By Nick O’Brien
In a recent article in the Journal of Social Welfare and Family Law (‘The ombudsman as democratic alternative: reading the EU Consumer ADR Directive in the light of the PASC reports’, 37 (2015) 274-282) I argued that ombuds – or at least those who still aspire to some sort of ‘public’ function – should not be seduced by the EU ADR Directive into a purely consumerist malaise.
It will be very tempting no doubt to position the ombuds institution as just another option that broadly fits the ADR bill and to see ‘dispute resolution’ as the end all and be all, with volume, speed and modest financial redress the sole markers of success.
That would be a pity. Negotiated justice is no doubt a viable and necessary alternative to adjudication by the courts in some situations. But it is not always the only, or even the most desirable, alternative. The ombuds institution sits somewhere between the two extremes of ADR and judicial decision-making. Unlike ADR entities, ombuds do actually make decisions; and unlike the courts, they normally do so by following a process that is relatively informal and inquisitorial.
At its best, the ombuds role is more than anything a democratic means of responding to citizen grievance. It does not assume that the only thing to do in the face of an individual dispute is resolve it as quickly as possible, if necessary by sweeping it under the carpet, so as to ensure a return to business as usual. Instead, the ombuds is equipped with the means to engage citizens in a deliberative process of adjudication that ultimately seeks to serve the longer-term common good rather than satisfy short-term individual demand. To that extent, an ombuds investigation and decision should always be a means to an end rather than an end in itself.
Of course, the consumerist approach appears to have the tide of history on its side and to be in keeping with the zeitgeist. But the cloak of modernity is in fact an illusion, a version of the emperor’s new clothes. Nearly everything we know about the way organisations function now tells us that they are ‘post-bureaucratic’ and ‘performance based’, exemplars of the new governance rather than the old command and control model.
Such characteristics have led to new forms of reflexive regulation, characterised by ‘soft law’ and deliberative or experimentalist adjudication rather than hard law and definitive non-revisable decision-making in a formal hearing context. To that extent the judicial approach is indeed under threat, but not the need for adjudication as such. The underlying jurisprudence of a durable, and democratic, alternative is rooted in legal pragmatism rather than any rival form of legal liberalism that privileges individual dispute resolution at the expense of richer public benefit.

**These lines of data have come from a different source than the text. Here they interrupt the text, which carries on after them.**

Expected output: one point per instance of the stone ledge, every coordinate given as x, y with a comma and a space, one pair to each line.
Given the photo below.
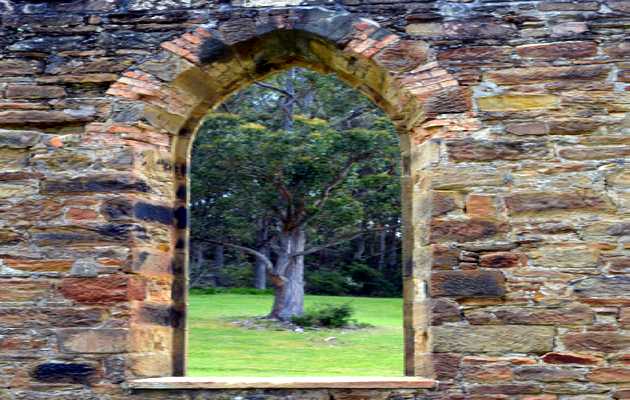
283, 383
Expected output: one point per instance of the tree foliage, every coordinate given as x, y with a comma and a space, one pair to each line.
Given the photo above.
299, 153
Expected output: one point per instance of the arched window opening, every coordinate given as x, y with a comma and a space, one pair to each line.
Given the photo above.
295, 224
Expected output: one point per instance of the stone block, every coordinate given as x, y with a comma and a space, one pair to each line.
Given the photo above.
549, 201
92, 341
484, 339
566, 315
570, 50
488, 150
103, 290
503, 259
596, 341
444, 230
571, 358
610, 375
517, 102
467, 284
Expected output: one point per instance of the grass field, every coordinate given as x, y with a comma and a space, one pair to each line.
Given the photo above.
218, 348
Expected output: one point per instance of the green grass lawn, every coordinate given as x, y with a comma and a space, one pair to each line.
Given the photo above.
218, 348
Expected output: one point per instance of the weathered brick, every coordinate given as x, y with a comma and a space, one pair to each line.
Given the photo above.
503, 260
103, 290
482, 339
596, 341
558, 50
571, 358
517, 102
610, 375
549, 201
467, 284
88, 341
464, 230
486, 150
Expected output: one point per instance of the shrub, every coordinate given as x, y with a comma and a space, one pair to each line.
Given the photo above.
326, 316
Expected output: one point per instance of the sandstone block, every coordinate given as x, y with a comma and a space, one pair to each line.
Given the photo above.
34, 92
503, 259
14, 290
519, 76
571, 50
19, 139
567, 315
464, 230
610, 375
504, 389
548, 201
571, 358
594, 152
444, 310
444, 202
547, 374
92, 341
19, 67
477, 54
596, 341
517, 102
481, 206
602, 287
483, 339
527, 128
47, 317
565, 256
467, 284
57, 372
486, 150
103, 290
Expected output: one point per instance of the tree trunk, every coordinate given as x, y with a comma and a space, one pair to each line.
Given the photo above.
197, 263
218, 261
360, 249
260, 266
392, 259
260, 273
289, 102
382, 236
289, 294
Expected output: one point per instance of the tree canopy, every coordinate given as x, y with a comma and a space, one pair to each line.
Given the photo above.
299, 165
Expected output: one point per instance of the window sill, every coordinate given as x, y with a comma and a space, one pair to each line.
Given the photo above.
283, 383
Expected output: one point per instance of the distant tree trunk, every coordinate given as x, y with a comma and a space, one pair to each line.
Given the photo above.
360, 249
382, 247
289, 293
260, 273
197, 263
288, 103
260, 267
392, 259
218, 261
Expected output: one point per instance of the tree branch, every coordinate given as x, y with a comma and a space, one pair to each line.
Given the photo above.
277, 279
339, 241
279, 90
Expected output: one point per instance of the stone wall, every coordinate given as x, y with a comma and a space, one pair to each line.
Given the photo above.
514, 128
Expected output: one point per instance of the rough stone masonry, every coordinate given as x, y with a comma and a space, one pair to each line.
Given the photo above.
514, 127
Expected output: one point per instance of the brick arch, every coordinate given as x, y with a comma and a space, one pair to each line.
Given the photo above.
164, 99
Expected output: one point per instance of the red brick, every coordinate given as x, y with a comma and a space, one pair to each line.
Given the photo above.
503, 259
103, 290
571, 358
558, 50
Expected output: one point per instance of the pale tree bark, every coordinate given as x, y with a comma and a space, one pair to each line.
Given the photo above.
382, 248
289, 294
392, 255
218, 261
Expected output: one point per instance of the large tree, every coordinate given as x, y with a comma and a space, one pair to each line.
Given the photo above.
293, 165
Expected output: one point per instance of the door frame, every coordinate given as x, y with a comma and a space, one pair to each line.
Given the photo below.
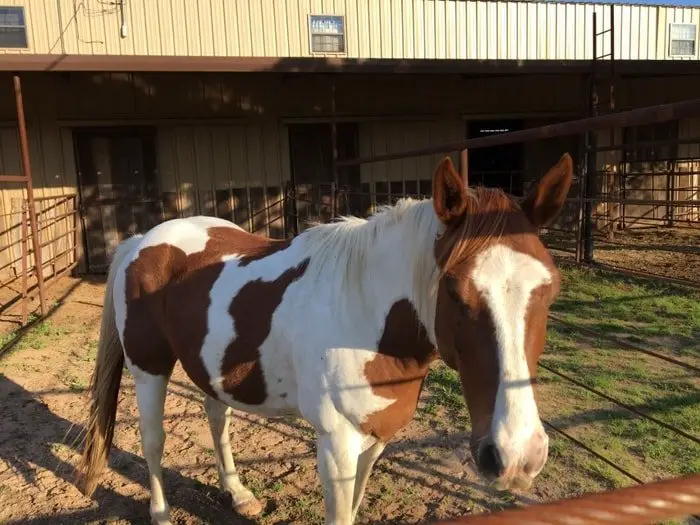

The classical ombuds is, subject to some discrete but necessary reform, ideally suited to serve the needs of adjudication in this ‘new governance’ context. The reports of the Public Administration Select Committee on the PHSO in 2014 gently nudged the institution in that direction, with their emphasis on active participation and access, on the importance of disseminating decisions more widely so to as to embed principles as norms, and on the need for increased transparency about the way in which the ombuds fits into the ‘system’ in its entirety, conceived as a co-ordinated and coherent whole.
It would be unfortunate, and ironic, if in the short-sighted scramble to grab a piece of the ADR action, the ombuds community unwittingly hitched itself to a somewhat impoverished bandwagon which has already been overtaken by organisational design and regulatory theory, not least when the ombuds has the potential to constitute a richer, more truly democratic response to citizen grievance.
Nick O’Brien was Specialist Adviser to the Public Administration Select Committee 2013-2014.